B. Pittenger, S. Osechinskiy, J. Thornton, S. Loire, T. Mueller
Bruker,
United States

Keywords: polymer, composite, AFM, viscoelastic, modulus, PeakForce QNM, AFM-nDMA, mechanical properties

Summary:

The macroscale performance of polymer composites is controlled by both the microstructure of the material and the mechanical properties of microscopic components. As confinement effects and interphase formation can alter the mechanical properties of the microphases, only high-resolution measurements performed directly on the composite can provide the local property distribution needed to understand the relationship between microstructure and bulk.
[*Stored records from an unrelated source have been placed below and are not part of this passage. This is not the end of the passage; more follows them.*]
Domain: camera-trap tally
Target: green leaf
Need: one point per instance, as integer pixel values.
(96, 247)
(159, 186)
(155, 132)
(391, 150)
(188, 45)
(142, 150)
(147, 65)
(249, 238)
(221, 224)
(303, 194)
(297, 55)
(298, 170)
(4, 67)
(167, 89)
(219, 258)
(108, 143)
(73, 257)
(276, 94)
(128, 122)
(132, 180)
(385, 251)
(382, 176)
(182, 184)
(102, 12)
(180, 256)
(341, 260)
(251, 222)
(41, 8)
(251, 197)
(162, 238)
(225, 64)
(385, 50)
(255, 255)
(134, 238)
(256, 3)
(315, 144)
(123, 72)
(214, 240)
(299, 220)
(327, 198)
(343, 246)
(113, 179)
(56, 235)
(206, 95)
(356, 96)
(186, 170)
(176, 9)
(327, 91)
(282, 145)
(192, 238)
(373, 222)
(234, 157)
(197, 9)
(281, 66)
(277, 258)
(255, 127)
With its proven ability to map mechanical properties at the nanometer level, Atomic Force Microscopy (AFM) has the resolution and sensitivity needed to investigate these microscopic domains. With careful calibration, nanomechanical results from AFM on homogeneous materials agree with those obtained from established rheological techniques like Dynamic Mechanical Analysis (DMA) and Nanoindentation. When AFM based mechanical property mapping techniques are applied to heterogeneous samples like polymer composites, new possibilities emerge for understanding macroscopic behavior. PeakForce QNM and AFM-nDMA are highly capable AFM based mechanical property mapping modes. Both provide consistent maps of sample modulus, but PeakForce QNM is typically faster while AFM-nDMA is more suited to viscoelastic measurements across a wide range of frequencies and temperatures. AFM-nDMA is therefore preferred when the bulk mechanical properties of interest are viscoelastic, or are influenced by the viscoelastic properties of the microphases within the material. This presentation will discuss efforts to correlate bulk mechanical properties to nanomechanical maps and examine recent results showing how viscoelastic dynamics at the filler-matrix interface can influence toughness in polymer composites.